Que faire: une consultation chez un gynécologue est recommandée afin d’évaluer les symptômes et d’envisager des options de prise en charge, comme un traitement hormonal substitutif ou des alternatives non hormonales. En savoir plus sur le traitement hormonal de substitution ainsi que sur les options naturelles de traitement.
11. Andropause
L’andropause, parfois appelée ménopause masculine, correspond à une diminution progressive du taux de testostérone, généralement observée entre 40 et 55 ans.
Cette baisse hormonale peut entraîner des troubles du sommeil, ainsi que des sensations de chaleur, de l’irritabilité et une diminution de la libido.
Que faire: une consultation chez un urologue est nécessaire afin d’évaluer la situation. Un traitement par substitution de la testostérone peut être envisagé, sauf en cas de cancer de la prostate, où ce traitement est contre-indiqué.

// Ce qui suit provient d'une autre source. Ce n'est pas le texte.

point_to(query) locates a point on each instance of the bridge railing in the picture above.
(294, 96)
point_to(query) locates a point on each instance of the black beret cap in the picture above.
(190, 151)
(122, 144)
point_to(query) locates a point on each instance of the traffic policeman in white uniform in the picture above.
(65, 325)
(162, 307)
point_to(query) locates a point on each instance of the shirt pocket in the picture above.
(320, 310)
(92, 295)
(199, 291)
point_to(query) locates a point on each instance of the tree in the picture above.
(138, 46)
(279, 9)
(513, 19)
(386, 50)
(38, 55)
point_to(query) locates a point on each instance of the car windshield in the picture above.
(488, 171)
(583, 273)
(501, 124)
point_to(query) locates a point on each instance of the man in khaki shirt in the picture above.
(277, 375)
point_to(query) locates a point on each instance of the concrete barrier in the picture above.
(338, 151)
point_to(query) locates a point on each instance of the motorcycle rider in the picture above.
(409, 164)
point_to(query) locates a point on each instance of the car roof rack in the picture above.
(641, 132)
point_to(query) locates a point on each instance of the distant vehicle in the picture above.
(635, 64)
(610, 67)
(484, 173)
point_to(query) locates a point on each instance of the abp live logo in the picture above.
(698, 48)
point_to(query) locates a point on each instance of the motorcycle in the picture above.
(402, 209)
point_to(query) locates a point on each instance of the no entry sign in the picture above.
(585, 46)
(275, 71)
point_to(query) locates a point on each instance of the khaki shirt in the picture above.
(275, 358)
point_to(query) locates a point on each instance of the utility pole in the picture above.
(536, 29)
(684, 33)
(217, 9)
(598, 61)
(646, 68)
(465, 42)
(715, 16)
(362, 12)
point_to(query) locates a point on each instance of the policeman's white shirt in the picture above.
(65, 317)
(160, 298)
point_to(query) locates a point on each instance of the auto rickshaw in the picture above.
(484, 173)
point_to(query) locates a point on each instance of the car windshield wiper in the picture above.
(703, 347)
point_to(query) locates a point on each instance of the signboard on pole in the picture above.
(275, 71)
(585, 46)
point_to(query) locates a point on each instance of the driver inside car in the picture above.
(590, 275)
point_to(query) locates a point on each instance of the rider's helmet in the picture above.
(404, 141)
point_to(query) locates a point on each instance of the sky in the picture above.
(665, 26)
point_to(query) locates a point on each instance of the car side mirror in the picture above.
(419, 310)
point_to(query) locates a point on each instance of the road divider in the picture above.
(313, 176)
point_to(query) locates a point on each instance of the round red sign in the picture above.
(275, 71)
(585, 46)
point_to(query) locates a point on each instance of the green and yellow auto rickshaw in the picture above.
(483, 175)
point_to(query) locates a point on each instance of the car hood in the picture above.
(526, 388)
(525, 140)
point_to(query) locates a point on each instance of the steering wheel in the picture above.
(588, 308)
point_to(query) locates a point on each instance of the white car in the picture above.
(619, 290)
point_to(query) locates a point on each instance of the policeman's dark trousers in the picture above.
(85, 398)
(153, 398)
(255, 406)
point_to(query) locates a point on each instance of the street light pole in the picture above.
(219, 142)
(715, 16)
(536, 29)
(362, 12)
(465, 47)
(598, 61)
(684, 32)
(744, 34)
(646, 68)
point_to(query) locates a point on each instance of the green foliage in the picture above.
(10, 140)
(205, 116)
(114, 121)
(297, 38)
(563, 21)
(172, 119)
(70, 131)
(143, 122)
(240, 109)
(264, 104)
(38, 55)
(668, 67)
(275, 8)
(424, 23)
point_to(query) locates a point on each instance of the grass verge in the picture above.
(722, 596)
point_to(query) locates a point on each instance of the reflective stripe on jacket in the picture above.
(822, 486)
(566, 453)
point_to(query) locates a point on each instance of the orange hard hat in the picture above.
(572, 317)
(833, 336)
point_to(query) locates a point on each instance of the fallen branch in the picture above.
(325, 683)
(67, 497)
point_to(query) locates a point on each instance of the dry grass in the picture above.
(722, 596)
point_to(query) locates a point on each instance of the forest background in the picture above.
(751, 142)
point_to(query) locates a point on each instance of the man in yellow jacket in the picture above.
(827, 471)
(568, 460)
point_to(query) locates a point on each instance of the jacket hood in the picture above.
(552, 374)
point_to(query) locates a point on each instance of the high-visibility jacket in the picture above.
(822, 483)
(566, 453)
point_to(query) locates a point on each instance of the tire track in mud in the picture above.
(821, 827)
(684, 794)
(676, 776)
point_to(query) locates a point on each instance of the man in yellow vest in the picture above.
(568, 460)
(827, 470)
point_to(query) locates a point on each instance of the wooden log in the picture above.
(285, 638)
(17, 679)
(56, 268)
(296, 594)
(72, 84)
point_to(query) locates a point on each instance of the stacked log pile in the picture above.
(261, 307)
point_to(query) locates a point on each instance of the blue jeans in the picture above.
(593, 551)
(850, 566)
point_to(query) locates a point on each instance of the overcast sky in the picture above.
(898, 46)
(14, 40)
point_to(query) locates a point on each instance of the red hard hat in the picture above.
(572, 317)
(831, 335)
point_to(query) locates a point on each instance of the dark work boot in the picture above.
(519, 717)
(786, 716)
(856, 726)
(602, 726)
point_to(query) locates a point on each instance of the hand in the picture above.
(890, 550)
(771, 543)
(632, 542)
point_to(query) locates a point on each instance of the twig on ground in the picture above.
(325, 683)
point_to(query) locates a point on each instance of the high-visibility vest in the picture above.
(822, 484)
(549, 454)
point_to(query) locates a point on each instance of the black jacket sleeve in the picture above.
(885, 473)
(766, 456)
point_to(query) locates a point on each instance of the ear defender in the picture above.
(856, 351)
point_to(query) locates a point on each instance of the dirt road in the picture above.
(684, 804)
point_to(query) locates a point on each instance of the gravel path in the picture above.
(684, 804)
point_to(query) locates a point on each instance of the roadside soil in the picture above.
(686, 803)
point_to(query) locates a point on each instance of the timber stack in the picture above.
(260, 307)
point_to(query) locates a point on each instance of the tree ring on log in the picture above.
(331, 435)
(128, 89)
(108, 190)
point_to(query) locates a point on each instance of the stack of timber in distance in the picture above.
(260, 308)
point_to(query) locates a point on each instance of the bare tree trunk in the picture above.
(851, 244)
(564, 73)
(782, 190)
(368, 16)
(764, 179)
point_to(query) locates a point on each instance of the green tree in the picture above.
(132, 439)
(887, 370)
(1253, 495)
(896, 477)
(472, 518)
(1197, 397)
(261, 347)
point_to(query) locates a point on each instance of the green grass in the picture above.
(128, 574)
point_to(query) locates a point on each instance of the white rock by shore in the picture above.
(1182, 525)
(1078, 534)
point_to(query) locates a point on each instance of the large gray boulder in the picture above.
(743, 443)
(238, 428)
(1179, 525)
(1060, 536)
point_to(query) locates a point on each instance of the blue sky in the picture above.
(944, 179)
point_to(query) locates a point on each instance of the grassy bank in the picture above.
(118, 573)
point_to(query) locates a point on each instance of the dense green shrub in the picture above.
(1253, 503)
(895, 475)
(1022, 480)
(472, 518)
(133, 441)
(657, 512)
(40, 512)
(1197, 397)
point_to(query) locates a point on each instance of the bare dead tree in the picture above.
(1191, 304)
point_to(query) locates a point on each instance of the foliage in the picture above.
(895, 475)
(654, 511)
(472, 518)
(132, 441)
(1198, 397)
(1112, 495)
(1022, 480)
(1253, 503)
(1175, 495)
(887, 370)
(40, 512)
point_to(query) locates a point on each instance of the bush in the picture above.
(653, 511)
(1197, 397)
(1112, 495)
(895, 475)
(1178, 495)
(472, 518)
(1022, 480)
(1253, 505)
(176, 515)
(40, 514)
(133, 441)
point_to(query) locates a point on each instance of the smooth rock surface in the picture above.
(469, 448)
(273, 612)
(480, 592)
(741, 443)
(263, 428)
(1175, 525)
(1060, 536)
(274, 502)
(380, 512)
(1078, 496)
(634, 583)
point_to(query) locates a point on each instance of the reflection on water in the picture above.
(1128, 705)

Lisez aussi: Andropause: symptômes et traitement tuasaude.com/fr/andropause12. Syndrome des jambes sans repos
Le syndrome des jambes sans repos se manifeste par des mouvements involontaires des jambes, survenant surtout au moment du coucher ou durant la nuit, ce qui gêne l’endormissement et la qualité du sommeil.
Il peut être lié à des anomalies de certaines zones du cerveau impliquées dans le contrôle des mouvements, à une carence en fer, à des maladies rénales ou à la prise de certains médicaments. Découvrez toutes les causes du syndrome des jambes sans repos.
Que faire: la prise en charge est assurée par un neurologue ou un médecin généraliste et repose sur des mesures telles que l’amélioration de l’hygiène du sommeil, la pratique d’une activité physique régulière et la réduction de la consommation de caféine en soirée.
Dans les formes plus sévères, des traitements médicamenteux comme le pramipexole ou la cabergoline peuvent être prescrits afin d’améliorer la qualité du sommeil.